Musyokwe / Ancestral Alter

8.09.23 - 10.09.23

FNB ART JOBURG

Artist: Banji Chona

Curator: Julia Taonga Kaseka

An exploration of the Zambezian and Mopane Woodlands, Southern Miombo and Riverine Forests as ancestral altars and planes in which ancestors live on and commune. Leaves, soil, reeds, anthills and clay are their medium; the antennae to which we have to attune in order to open up to the messages of the guiding spirits.

The ancestral altar as a teacher and as the lesson. The constant shifting and changing of the seasons; the swarms of altering insects chirping incantations soft and shrill. The ancestral altar as a rebellion to the teaching of the Western institution and education system. The ancestral altar as accepting the living and tangible presence of ancestors; giving them agency as repositories of value.

Creating a space in which the ancestral lessons seen and represented by various forms of botanical material are transitioned into an external space; though they are taken out of original context their story remains.

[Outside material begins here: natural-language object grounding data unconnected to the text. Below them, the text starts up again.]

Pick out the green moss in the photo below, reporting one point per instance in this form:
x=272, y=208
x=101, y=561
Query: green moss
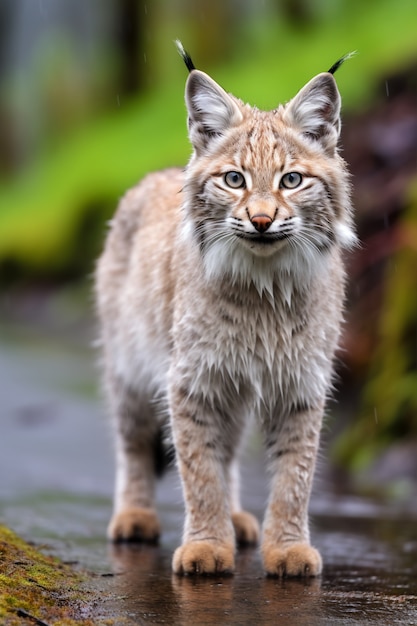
x=52, y=214
x=38, y=585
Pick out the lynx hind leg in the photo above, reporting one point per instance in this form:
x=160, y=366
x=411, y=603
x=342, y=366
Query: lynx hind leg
x=138, y=461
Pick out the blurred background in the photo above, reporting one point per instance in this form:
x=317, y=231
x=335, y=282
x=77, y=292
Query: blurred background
x=91, y=98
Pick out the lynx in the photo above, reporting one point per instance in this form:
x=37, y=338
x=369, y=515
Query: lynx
x=220, y=298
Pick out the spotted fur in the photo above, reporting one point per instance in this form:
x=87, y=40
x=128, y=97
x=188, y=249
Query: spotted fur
x=220, y=295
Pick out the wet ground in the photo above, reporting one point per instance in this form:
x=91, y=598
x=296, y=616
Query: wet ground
x=56, y=472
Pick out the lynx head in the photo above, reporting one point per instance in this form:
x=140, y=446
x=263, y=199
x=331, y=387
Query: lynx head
x=266, y=191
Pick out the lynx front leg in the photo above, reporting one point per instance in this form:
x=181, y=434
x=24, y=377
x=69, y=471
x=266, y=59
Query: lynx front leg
x=134, y=517
x=209, y=540
x=245, y=524
x=292, y=450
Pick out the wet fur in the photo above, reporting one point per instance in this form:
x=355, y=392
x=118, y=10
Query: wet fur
x=205, y=324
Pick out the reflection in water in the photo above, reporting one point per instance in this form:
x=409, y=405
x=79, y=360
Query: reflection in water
x=370, y=587
x=151, y=592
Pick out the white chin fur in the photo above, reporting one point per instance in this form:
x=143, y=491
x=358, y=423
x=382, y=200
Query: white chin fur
x=235, y=261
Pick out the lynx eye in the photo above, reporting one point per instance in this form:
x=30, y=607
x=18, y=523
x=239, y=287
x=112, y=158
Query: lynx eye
x=236, y=180
x=291, y=180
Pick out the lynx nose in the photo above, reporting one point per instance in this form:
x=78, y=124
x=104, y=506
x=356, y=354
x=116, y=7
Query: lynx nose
x=261, y=222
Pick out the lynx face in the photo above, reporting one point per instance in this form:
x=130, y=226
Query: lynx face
x=265, y=188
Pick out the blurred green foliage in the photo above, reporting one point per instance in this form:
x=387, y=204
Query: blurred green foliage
x=388, y=409
x=81, y=125
x=53, y=208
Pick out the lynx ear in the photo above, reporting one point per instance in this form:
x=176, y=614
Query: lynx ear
x=211, y=111
x=315, y=111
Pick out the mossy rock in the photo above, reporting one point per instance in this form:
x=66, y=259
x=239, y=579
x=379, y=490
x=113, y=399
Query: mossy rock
x=38, y=589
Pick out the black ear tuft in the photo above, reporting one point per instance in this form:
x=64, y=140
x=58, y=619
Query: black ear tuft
x=185, y=56
x=340, y=62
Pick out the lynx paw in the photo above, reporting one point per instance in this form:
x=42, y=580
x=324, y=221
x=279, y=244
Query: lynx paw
x=300, y=559
x=204, y=557
x=134, y=524
x=246, y=528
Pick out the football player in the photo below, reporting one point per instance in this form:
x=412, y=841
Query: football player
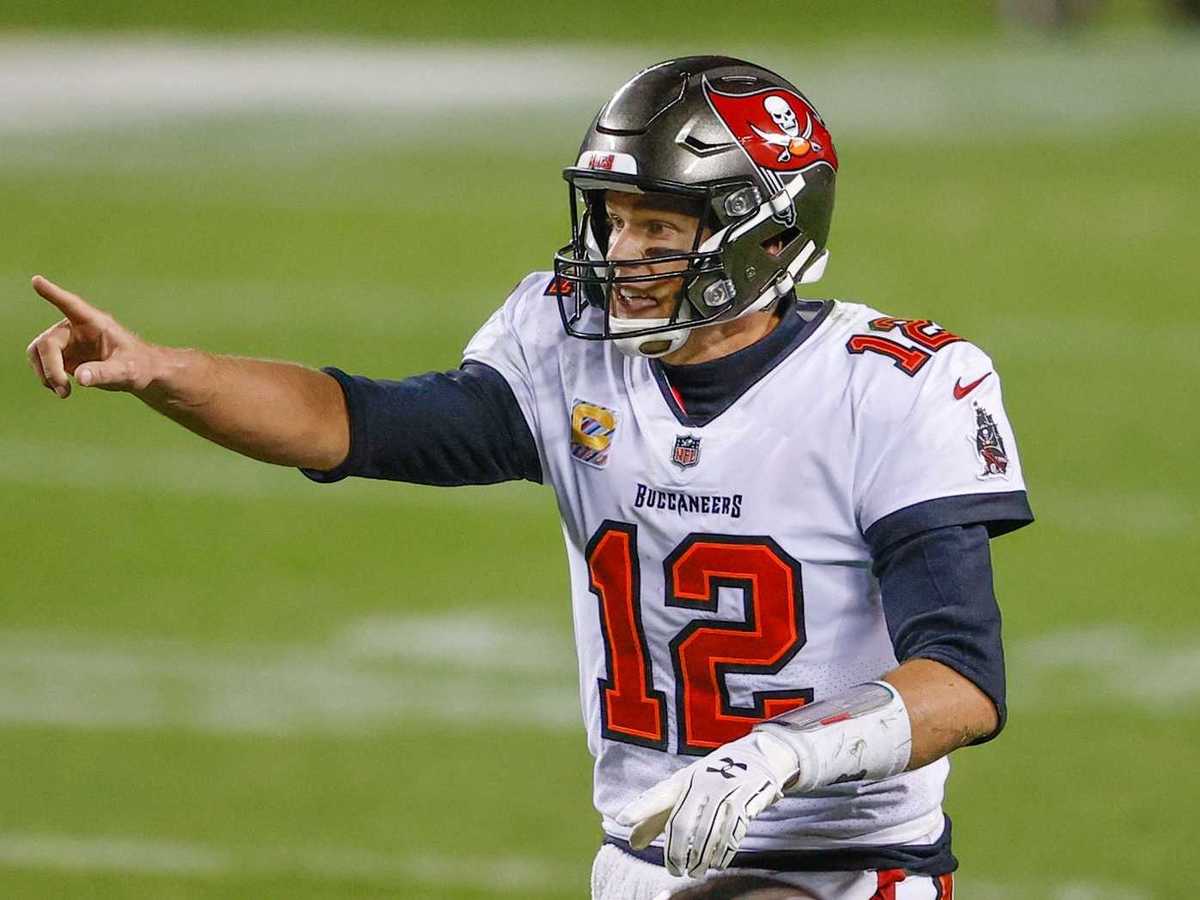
x=777, y=510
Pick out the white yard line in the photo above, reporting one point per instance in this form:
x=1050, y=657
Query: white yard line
x=211, y=473
x=462, y=672
x=977, y=91
x=505, y=874
x=466, y=671
x=148, y=856
x=1122, y=666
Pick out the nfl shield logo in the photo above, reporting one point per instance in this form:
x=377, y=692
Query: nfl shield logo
x=687, y=451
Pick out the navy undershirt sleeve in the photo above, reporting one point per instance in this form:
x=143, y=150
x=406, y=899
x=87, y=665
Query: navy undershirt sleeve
x=940, y=604
x=460, y=427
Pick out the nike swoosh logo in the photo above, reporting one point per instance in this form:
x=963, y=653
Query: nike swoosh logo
x=961, y=390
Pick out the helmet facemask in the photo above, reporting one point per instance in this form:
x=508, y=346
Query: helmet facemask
x=742, y=258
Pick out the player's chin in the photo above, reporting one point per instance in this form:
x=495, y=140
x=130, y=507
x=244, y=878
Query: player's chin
x=640, y=307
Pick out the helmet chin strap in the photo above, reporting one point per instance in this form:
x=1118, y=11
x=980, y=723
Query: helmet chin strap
x=648, y=346
x=664, y=342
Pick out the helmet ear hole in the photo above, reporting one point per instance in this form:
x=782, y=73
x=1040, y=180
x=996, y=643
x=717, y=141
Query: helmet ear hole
x=780, y=243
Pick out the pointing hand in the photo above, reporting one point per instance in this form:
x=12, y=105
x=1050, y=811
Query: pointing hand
x=89, y=345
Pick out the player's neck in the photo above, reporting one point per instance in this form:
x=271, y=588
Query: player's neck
x=715, y=341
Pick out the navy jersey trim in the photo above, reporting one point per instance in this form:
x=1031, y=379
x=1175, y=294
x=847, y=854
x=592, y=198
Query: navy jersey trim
x=449, y=429
x=939, y=601
x=708, y=389
x=1000, y=511
x=930, y=859
x=358, y=433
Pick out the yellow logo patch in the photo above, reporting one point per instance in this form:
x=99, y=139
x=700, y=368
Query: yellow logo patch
x=592, y=430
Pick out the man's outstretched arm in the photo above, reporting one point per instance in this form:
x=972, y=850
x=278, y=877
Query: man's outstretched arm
x=275, y=412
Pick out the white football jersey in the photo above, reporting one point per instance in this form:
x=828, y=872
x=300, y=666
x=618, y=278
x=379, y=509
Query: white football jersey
x=720, y=574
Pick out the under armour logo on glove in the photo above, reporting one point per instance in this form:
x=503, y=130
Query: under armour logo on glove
x=703, y=810
x=726, y=771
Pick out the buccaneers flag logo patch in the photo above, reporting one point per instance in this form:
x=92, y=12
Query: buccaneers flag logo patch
x=777, y=127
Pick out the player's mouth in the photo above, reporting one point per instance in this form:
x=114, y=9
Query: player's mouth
x=629, y=304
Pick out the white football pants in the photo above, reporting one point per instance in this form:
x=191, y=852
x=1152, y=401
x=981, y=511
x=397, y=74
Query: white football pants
x=616, y=875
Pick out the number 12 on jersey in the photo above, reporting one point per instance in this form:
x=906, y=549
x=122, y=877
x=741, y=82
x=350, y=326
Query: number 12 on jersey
x=706, y=651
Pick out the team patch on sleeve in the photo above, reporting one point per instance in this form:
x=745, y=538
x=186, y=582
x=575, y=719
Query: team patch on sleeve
x=989, y=445
x=592, y=431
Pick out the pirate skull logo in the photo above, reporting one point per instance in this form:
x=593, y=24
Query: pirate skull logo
x=783, y=114
x=791, y=142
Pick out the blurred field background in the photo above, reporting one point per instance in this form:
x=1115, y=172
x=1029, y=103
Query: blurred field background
x=220, y=681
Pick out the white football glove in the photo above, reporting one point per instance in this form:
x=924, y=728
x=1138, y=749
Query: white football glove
x=705, y=808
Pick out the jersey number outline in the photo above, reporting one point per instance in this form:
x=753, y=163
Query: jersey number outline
x=910, y=360
x=705, y=651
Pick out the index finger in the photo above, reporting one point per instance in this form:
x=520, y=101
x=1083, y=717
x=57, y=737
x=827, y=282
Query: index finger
x=73, y=306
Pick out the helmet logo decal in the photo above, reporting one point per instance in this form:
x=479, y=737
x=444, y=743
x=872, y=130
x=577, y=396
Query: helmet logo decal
x=775, y=127
x=601, y=161
x=791, y=141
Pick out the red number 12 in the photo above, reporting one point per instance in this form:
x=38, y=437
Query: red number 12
x=706, y=651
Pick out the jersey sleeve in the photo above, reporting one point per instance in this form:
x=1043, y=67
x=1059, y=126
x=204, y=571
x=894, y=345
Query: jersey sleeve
x=509, y=343
x=937, y=450
x=449, y=429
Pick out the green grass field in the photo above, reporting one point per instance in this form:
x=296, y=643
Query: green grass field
x=220, y=681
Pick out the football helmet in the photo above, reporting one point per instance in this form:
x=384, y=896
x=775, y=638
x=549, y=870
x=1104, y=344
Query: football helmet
x=759, y=165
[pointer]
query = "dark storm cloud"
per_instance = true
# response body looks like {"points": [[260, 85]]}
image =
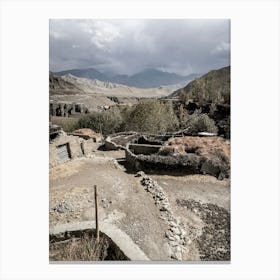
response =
{"points": [[128, 46]]}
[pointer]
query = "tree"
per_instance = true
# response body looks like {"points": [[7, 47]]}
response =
{"points": [[152, 116]]}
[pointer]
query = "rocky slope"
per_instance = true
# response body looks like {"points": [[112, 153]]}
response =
{"points": [[213, 87], [148, 78], [57, 85], [106, 88]]}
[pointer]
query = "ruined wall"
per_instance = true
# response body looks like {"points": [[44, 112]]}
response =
{"points": [[144, 149], [186, 164], [78, 147], [66, 109]]}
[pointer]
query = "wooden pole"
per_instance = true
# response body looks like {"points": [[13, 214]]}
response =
{"points": [[96, 214]]}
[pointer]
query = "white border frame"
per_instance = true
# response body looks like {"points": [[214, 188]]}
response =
{"points": [[255, 137]]}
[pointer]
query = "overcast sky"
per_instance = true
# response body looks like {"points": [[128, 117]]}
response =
{"points": [[129, 46]]}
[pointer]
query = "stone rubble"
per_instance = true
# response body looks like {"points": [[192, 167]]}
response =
{"points": [[176, 236]]}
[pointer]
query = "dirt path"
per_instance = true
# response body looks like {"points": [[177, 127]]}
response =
{"points": [[124, 202]]}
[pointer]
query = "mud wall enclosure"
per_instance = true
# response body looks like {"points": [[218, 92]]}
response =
{"points": [[148, 158], [66, 147]]}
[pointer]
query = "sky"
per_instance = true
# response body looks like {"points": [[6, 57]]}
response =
{"points": [[181, 46]]}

Form changes and shape shifts are unavoidable ripples of consequence in the sequence of nature; even though a tree sheds its leaves, it remains a tree. The same approach is being taken when unravelling the concept of memory, memories will morph and deteriorate, as nature does and as nature intends, but will continue to hold their value within the cycle of time. The artwork is already in morphed form, and will continue to morph within the exhibition space, another reflection on our collective approach to preserving history/culture/thought/object.

The ancestral altar as ever giving; a botanical banquet for ancestral spirits to commune. Knowledge imbued in the forest as a source and resource. A key to memory boxes, pre-programmed to decodify the syntax of the inner workings of trees. Ancestral intelligence as being present in the flora; a portal that allows entry into the reworking of ancestors as past entities. One that holds the forest as a living entity in which ancestral spirits and practice are being kept alive. The forest is a place that remembers, and reminds us to remember.